Я то и дело оборачивался на каждый голос, на каждый шорох. Лишь к заходу солнца вернулся в Алупку. Утром снова вертелся у зеркала и наводил блеск на все части своего костюма. Я решил пойти в Гаспру, разыскать ее там, попрощаться и уехать.

Я выбрал нижнюю дорогу, рассчитывая за Мисхором подняться по тропе на верхнее шоссе и через Кореиз пройти в Гаспру, но втайне надеялся встретить ее у моря. Так оно и вышло.

Она сидела на том же месте и бросала камешки в воду, стараясь сделать несколько «блинчиков». Ноги мои помимо воли зашагали быстрее, и, если бы я не держал их на малом ходу, они бы понеслись на всех парах.

Как вы догадываетесь, в тот день я, конечно, не уехал. Я снял комнату у татарина в Кореизе, и мы начали встречаться ежедневно. Она бросила службу в «Гаспре», и мне это не показалось странным. Целыми днями мы бродили под склонами Яйлы, поднялись даже на Ай—Петри. У нее были тонкие, но сильные ноги, ходила она быстро. И я вскоре стал легким и тощим, как гичка.
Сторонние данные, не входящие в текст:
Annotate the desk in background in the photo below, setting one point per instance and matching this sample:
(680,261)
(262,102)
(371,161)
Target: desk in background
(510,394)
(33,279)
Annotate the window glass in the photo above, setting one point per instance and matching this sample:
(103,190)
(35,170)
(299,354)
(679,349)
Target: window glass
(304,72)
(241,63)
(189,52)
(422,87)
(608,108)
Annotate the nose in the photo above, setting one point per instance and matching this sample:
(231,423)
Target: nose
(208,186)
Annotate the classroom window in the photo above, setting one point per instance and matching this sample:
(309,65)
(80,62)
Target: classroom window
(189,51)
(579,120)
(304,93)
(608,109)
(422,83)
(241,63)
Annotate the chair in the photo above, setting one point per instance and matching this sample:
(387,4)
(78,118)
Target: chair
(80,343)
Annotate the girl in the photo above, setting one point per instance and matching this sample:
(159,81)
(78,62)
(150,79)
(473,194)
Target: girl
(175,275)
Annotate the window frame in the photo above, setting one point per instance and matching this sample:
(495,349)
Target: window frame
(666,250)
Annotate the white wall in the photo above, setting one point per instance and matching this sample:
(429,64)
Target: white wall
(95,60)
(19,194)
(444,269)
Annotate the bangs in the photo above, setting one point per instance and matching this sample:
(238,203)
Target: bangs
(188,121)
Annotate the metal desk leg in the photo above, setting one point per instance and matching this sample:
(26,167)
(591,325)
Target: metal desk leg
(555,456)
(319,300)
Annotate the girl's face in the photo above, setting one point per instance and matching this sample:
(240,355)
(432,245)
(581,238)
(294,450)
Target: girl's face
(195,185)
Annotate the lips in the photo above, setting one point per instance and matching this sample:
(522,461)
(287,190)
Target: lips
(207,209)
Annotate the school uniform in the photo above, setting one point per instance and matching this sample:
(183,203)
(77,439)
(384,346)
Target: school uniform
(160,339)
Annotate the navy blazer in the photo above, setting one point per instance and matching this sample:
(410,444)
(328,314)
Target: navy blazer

Мы выискивали самые дикие места, лазали по скалам, прыгали по камням и радовались, как дети, когда нам удавалось вскарабкаться туда, где не решались ходить даже козы. Для меня не было большего счастья, чем взобраться на какую–нибудь головоломную кручу и нарвать для Ларисы букет альпийских цветов.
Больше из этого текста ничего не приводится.